It is hard not to feel incredibly sorry for the character of Miss Brill in this excellent short story. We are told that she teaches English and that she also reads the newspaper to an "invalid old gentleman" four times each week. However, without a doubt, the highlight of her week is going each Sunday at the same time to listen to the band in the Jardins Publiques--the public gardens. This is clearly an important event for her, as she takes great care in the way that she dresses. This time of the week is so important for her because she loves watching the other people in the gardens and listening in on their conversations:
She had become really quite expert, she thought, at listening as though she didn't listen, at sitting in other people's lives just for a minute while they talked round her.

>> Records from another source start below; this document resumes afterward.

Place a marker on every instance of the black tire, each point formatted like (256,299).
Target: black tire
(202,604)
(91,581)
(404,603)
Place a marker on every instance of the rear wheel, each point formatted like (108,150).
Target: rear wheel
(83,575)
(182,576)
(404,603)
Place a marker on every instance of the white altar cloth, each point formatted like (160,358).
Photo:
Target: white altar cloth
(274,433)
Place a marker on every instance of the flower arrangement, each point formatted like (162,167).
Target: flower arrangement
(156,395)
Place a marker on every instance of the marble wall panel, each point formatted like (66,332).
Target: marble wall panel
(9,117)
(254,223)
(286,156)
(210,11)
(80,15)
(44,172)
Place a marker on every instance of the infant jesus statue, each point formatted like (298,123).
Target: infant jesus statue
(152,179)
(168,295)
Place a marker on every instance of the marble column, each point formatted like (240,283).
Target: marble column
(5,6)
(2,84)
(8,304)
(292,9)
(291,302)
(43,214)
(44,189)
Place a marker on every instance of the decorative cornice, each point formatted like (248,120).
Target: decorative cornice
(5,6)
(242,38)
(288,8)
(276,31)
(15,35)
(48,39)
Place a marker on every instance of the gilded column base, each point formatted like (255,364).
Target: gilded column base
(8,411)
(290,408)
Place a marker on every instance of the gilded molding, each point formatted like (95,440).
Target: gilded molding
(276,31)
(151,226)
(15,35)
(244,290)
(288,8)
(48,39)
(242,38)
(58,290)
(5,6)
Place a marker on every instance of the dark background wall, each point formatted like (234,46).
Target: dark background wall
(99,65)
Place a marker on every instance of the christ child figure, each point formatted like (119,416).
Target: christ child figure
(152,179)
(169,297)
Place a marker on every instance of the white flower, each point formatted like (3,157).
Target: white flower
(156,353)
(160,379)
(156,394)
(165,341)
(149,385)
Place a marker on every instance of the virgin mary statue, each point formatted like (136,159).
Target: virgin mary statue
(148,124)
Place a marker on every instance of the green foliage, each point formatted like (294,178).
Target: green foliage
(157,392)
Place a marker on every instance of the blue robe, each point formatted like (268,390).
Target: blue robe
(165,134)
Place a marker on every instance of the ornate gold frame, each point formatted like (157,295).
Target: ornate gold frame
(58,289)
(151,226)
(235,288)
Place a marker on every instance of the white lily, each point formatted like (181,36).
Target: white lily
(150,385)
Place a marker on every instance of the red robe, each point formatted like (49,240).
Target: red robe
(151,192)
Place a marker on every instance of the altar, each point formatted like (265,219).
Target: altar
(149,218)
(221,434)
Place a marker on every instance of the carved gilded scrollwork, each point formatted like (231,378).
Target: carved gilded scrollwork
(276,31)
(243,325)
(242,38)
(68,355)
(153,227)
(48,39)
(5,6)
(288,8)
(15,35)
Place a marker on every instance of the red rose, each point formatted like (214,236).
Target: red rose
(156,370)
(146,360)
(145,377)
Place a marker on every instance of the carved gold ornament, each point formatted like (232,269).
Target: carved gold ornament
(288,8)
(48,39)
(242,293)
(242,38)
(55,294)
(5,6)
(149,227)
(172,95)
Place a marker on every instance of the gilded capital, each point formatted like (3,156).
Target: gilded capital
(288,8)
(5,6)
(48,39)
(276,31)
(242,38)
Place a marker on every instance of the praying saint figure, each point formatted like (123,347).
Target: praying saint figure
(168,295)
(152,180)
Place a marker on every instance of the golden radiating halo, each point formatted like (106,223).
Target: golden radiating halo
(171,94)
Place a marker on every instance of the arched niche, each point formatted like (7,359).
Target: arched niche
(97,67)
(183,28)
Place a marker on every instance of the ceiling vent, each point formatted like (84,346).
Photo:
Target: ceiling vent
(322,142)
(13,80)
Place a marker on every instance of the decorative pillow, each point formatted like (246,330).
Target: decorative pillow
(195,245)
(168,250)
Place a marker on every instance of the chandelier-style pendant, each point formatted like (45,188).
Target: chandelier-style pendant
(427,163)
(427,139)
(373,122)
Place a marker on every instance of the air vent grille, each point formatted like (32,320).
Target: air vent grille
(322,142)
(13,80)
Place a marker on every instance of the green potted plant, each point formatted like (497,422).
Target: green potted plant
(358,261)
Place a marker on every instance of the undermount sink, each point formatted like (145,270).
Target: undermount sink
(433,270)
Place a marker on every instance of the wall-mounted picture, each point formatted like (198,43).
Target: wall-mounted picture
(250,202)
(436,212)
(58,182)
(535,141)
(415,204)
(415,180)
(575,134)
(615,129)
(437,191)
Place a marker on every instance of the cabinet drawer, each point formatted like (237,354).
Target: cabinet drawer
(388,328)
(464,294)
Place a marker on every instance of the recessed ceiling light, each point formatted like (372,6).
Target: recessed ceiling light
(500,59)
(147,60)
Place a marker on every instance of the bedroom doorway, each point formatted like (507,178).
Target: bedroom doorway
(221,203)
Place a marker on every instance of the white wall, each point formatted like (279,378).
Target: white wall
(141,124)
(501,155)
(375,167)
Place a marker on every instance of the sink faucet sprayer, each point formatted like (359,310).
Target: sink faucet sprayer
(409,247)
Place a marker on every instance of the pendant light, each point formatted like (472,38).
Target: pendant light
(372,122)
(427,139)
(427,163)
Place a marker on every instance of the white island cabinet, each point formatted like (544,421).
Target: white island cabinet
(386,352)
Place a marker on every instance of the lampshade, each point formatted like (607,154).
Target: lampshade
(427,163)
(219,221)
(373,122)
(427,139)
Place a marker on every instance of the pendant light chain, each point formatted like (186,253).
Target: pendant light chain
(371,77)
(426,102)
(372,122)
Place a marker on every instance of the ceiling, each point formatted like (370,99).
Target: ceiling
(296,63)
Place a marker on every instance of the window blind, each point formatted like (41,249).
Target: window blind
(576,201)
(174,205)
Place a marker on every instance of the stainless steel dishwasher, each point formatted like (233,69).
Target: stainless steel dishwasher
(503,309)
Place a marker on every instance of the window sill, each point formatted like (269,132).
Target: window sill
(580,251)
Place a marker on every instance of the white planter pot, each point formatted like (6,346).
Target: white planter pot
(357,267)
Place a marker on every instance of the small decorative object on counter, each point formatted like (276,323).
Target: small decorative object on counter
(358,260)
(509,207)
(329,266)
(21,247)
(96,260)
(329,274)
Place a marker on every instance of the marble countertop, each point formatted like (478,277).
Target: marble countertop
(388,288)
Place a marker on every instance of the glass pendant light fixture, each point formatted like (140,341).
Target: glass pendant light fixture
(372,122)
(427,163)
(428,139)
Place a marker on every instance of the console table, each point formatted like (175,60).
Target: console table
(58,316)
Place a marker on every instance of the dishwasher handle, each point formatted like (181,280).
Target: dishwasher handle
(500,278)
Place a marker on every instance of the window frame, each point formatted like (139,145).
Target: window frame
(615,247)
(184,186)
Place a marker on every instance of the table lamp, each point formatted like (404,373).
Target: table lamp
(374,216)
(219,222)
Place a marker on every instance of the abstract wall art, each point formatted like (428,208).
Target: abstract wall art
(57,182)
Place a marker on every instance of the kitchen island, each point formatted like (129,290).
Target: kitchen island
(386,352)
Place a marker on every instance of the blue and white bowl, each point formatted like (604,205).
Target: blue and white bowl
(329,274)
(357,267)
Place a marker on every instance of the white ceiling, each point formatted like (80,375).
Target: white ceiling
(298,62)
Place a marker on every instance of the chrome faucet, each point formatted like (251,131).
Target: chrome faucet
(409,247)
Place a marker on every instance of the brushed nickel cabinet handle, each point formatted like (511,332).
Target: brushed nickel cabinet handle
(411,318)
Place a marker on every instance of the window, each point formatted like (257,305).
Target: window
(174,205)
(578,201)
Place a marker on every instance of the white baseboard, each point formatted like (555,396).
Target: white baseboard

It is this "sitting in other people's lives" that is the central attraction, as we can infer that Miss Brill has no "life" of her own to "sit" in, and therefore she is reduced to living other people's lives vicariously through such trips to distract her from the emptiness of her own life. As she observes more and more, she imagines that the scene before her is like a "play" in which she too has a part and is significant. However, this dream of hers is punctured rather suddenly and rudely when a couple that she imagines to be "the hero and heroine, of course, just arrived from his father's yacht" make fun of her and send her back home to her "cupboard" of a room in tears.
Miss Brill therefore is a single woman who is profoundly lonely and isolated, and goes to the gardens each week to savour something of the life that she herself has never experienced. Although she tries to forget the empty reality of her existence by elaborate illusions and fantasies designed to give her significance and meaning, and link her in with others, at the end of the tale she is forced to confront her shadow of a life.